The American composer, Matthew Harris, has written five books of Shakespeare songs, covering texts from a range of plays, even The Merchant of Venice. Tell me where is fancy bred has connotations of medieval masque but is light-hearted. Amusingly, it provides the choir with a few more opportunities for "ding dong". The very melodic It was a lover and his lass is the kind of song that sticks in the memory. The chorus "A hey, ho and a hey nonny no" has real bounce: and I find myself singing it quite unconsciously Hark! Hark! The Lark is a lyrical charmer but the pop music influenced O mistress mine! and When daffodils begin to peer didn't appeal to me. Perhaps for the same reason, I didn't relate to the big band sound of Nils Lindberg's Shall I compare thee to a summer’s day. Nonetheless, if they become hits, it might hook a new audience for Shakespeare and for art song.

More of a challenge is Dominick Argento's Sonnet No. LXIV. In the aftermath of 9/11, a friend sent the composer a copy of the sonnet. Its painfully apt reference to "sometime lofty towers I see down-razed...... Ruin hath taught me how to ruminate" spurred the composer to set the sonnet in a suitably sombre mood. No need for chromatic pyrotechnics here, but plain ensemble singing. This, and the reverential Stephen Sametz setting of When he shall die may not be elaborate part-songs, but how different they are to the traditional sounding O mistress mine of Alan Murray, written before 1952.

The choir has a chance to indulge wholeheartedly in ding dongs in Vaughan Williams Full fathom five. The bells start even before the song, and carry on throughout. Only with the "sea change" does the song develop into something unusual, emphasized by a repeated "strange" and then the bells come back. In comparison, even "the bells that ring on Bredon" seem silent. After the 9/11 connotations of Sonnet No. LXIV, The Cloud capp'd towers take on a colouring neither Shakespeare nor Vaughan Williams could ever have envisaged. It may not be in the music, but our minds, haunted by tragedy, cannot but twinge somehow at the mention of "Cloud capp'd towers, the gorgeous palaces ... shall dissolve ... leave not a rack behind".

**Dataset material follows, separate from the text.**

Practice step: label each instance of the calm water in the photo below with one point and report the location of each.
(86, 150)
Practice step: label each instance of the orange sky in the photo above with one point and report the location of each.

This recording is clear and open sounding, produced in hybrid SACD. The singing is enthusiastic, full of vigour. The selling point will be the Frank Martin Ariel Songs, although there are at least three versions around, one of which is by The Sixteen and Harry Christophers. However, The Phoenix Choir has a bracing freshness which is quite charming – and this is the only readily available recording of Harris's It was a lover and his lass. You don't want to miss that even if "a hey and a ho and a hey nonny no" spins around your head for days and drives you to distraction.